In my pigeon hole there was a notice featuring a graph of power usage last July. This summer it seems the university must limit power usage to 955kw per hour. However last year university usuage exceeded this from 10am to 5pm. On the other side of the sheet was a list of instructions detailing how to save that power. For example, some large auditoriums will be closed and the dining hall will only be air-conditioned at lunch-time. That`s fine too. In fact at this rate Japan might meet its Kyoto Accord promises.
And today it was announced that the Hamaoka nuclear power station is to be shut down. The Hamaoka power station is on the coast to the west of Tokyo in Shizuoka prefecture. It supplies the power for the chubu or central area of Japan. It was the plant that the woman in my yoga class was petitioning two weeks ago to get closed. But why now? The Hamaoka power station has always been on the coast and in a region that had been designated (before the recent big one) as the most likely region for the next big one. So much so that in that prefecture. elementary school kids have to wear hard hats to and from school and keep them hanging on their coat pegs. I know the Hamaoka plant well as I used to live and work in nearby Hamamatsu and the place was a running joke even then regarding safety. So why are Chubu Power agreeing to Kan`s request to close it now? Kan has no legal power to order it closed. That decision rests with the shareholders who are going to lose money. Is the danger of another quake so great right now that the station must be closed immediately? Or is it that Kan`s position as PM is so precarious that he must bow to popular opinion on this one? I think it might just be the Japanese cultural trait of panicking well after the event. Japan has over 50 nuclear reactors. How many are going to be closed down?

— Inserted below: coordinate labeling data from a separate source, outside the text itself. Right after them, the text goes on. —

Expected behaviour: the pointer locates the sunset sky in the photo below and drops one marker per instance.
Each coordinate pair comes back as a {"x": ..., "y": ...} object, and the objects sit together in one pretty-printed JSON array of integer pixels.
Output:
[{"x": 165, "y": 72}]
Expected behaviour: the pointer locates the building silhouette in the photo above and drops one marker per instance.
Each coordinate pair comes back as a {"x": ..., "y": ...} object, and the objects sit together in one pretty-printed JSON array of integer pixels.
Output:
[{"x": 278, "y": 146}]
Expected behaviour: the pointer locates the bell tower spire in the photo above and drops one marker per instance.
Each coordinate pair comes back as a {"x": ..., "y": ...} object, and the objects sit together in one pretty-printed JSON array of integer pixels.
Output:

So I think we are in for a really tough summer. Coolbiz (see my post last year) has already started and I have been sweating buckets teaching in classes with temperatures in the upper 20`s. And it`s not even humid yet.
Thursday, 5 May 2011
No-one calls me a chubster and gets away with it, least of all my students. But look what I`m up against. These before and after photos are from flyers for local `aesthetic` salons. They seem to claim that you can lose weight with counselling and special massage techniques (as opposed to the usual Japanese methods of starvation or sticking your fingers down your throat).
The woman in the top photo is 60 years old and has lost 10kg in 3.5 months, down from a super hefty 58.8kg to a more acceptable 45.5kg.
In the bottom photo the before caption reads "Me when my husband looked at me with a cold glance". And the after photo, "Now my body is slim, my husband is very affectionate".
This is what passes for attractive in Japan these days, bow legs you could drive a truck through.
Me, I`ve spent the week walking, jogging and shopping, my personal weight loss methods. Today is the last day of Golden Week and it was been very quiet and peaceful, by which I mean no big quakes. Although we have had some vicious storms, one of which removed next door`s roof and deposited it in bits on ours.